O cair da tarde  convivial é uma tradição naquela espécie. Ao aproximar-se do ninho, as águias sobrevoam calmamente o local, para arrefecer o ânimo esfomeado das proles. Pousam, então, e, com um íntimo carinho, depositam na boca de cada filho a ração diária. Depois de acalmados, os rebentos adormecem ao sabor das histórias sobrevoadas pelos pais: um festa camponesa de cores e danças, uma  procissão florida, uma tosa de ovelhas e tantos flagrantes de abraços furtivos nos bosques, de brincadeiras proibidas, de enlaces e amores humanos. Quando finalmente a lua levita no horizonte, a cordilheira sossobra nos céus austrais.

Era assim também no ninho de Quetzoquil, o ancião das cordilheiras. Do alto de sua idade extraordinária, o lar do velho era o mais fértil em imaginação. É que, com o passar do tempo, Quetzoquil já não caçava, não via e não se acasalava com a mesma competência. Mas, para compensar seu cansaço, suas histórias eram as mais loucas, as mais ricas, as mais verdadeiramente falsas, as mais falsamente reais.

Um dia, na véspera de sua transcendência, Quetzoquil fez um mágico relato. As águias de todas as idades agruparam-se à sua volta, numa respeitosa e curiosa comunhão.

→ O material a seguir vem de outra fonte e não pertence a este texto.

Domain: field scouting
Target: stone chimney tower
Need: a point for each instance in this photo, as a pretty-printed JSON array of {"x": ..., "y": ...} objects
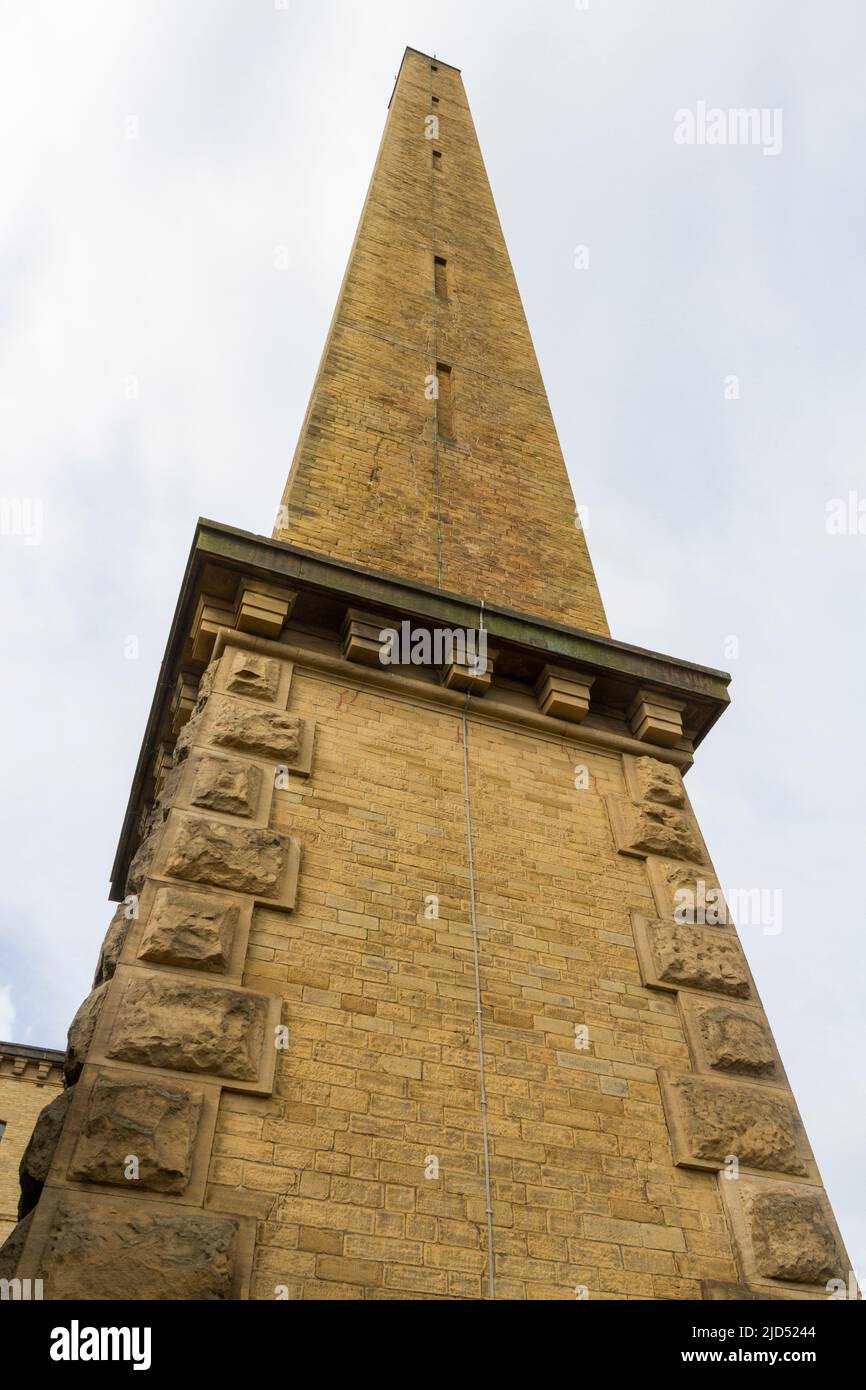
[{"x": 421, "y": 983}]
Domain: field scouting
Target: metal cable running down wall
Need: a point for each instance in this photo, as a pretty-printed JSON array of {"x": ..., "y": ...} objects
[{"x": 478, "y": 1019}]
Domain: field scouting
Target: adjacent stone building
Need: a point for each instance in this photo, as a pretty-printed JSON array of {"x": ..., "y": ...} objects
[{"x": 410, "y": 991}]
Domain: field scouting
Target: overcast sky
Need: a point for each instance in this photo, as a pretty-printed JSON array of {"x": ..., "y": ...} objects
[{"x": 154, "y": 367}]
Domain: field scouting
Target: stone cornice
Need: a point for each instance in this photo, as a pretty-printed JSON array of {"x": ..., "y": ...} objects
[{"x": 622, "y": 676}]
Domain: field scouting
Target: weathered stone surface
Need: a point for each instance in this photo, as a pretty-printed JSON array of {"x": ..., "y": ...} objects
[
  {"x": 81, "y": 1033},
  {"x": 720, "y": 1121},
  {"x": 189, "y": 1027},
  {"x": 228, "y": 786},
  {"x": 699, "y": 958},
  {"x": 691, "y": 893},
  {"x": 150, "y": 1121},
  {"x": 142, "y": 861},
  {"x": 96, "y": 1250},
  {"x": 736, "y": 1041},
  {"x": 38, "y": 1155},
  {"x": 793, "y": 1239},
  {"x": 11, "y": 1247},
  {"x": 189, "y": 929},
  {"x": 113, "y": 944},
  {"x": 659, "y": 830},
  {"x": 253, "y": 674},
  {"x": 264, "y": 733},
  {"x": 717, "y": 1292},
  {"x": 230, "y": 856},
  {"x": 659, "y": 781}
]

O velho começou esquadrinhando em todos os matizes a imensidão amassada da Terra. Sua homogeneidade disfarçada, seus infinitos cenários. Em seguida, a águia falou dos homens, dos animais, das plantas e de todas as coisas que povoam o planeta. Falou também das coisas não coisas, dos espíritos, das almas e dos humores do vento. E dos deuses atmosféricos, dos subterrâneos, dos adorados totens e amuletos sagrados.

Quando o ancião terminou seu longo desabafo, as águias, ébrias de saber, chacoalharam extasiadamente as asas, agradecidas e emocionadas.

Foi, então, que Quetzoquil retomou a palavra e, num último suspiro, declarou que era chegado seu tempo de partir, de mergulhar enfim, para além das histórias, para além do sonho e das ilusórias aparências da vida.

Seu tempo de naufragar na morte, crua, real e sem imaginação.